I hoped my book would make a difference for my loved ones and it’s my husband’s fault for saying I should try to publish it! Writing the book while pregnant with our rainbow baby was a form of distraction for me, as many loss mama’s know we can never bring ourselves to “get too attached emotionally” for fear of loss though we know it’s impossible it doesn’t stop us from finding ways to keep occupied. Writing served this for me but was also fuelled by such passion. The process of writing my book: A Diary to My Babies: Journeying Through Pregnancy Loss never seemed like work while I was writing it working full time, pregnant with 2 children…it was the only time I had such energy such a drive which I do believe was my babies working and writing through me! The story of our babies one I believe they gave us to share.

Today it’s the best way I’ve ever known how to honour them their brief lives and how they matter. For me releasing the book into the world was like birthing my babies in some way and a rebirth for myself in a sense no longer hiding behind the pages but sharing my most honest and poignant feelings of the ups and downs of pregnancy loss, from rolling in the grass and convulsing on the kitchen floor in my cycle of grief.

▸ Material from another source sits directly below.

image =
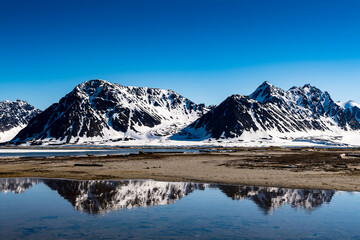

Grief doesn’t pass, time doesn’t heal but it does make us less numb, no timeline or to-do for writing sometimes I wrote 2 entries in one day. Sometimes I wrote none, sometimes nothing for months, sometimes just on anniversaries but always on anniversaries as I was searching and something was always revealed. In writing you can always let it surprise you even if you think there is nothing there once you start you may and will find.

This book now serves as not a guide, but a book of the real emotions that come with building our families and how there is no right way to grieve and how it never stops it just shifts. It’s a book I wish I had at the start of our journey.

There’s so much I would have missed on this journey and our story and only see now in looking back and revisiting my writing, which shows how time does change our experience. The power of hindsight can’t go un-noticed so I am grateful I kept an account to remember when grief takes a hold of us we can’t see anything else that is going on around us.This allowed me to remember the people who supported us along the way and the signs and what they meant at the time we were going through it.

Writing shouldn’t be a “to do”. Always go with the flow of writing when the spirit moves you! It’s trying to tell you something, the messages from our babies! Writing should bring relief, helping you to reflect and check in or be a dump on a moment-to-moment basis.

Some cues I used for writing if you are considering journalling:

  • I always started with Dear Baby and would see whatever would flow naturally.

  • When I was struggling I would ask myself: What am I feeling, doing, thinking hoping for, fearing, dreaming of?

  • I also wrote down any signs I experienced that day.

I do believe our babies story always stays with us, is always useful and evolving as our story changes. Whether its holding retreats or campaigns in their honour, playing a new instrument, writing their name or an x for them on cards we eventually begin to understand and see differently the magic of their short lives through our writing or whatever gift they bring you, it can be transformative.

May we continue to shine out lights on the darkness of Pregnancy Loss through sharing

our stories of our lost babies and families in whichever way that feels right for us.

I will never stop writing for as long as I’m living there are signs and special moments all around me that my babies send me and as long as I capture them in my words, I have proof they live on forever!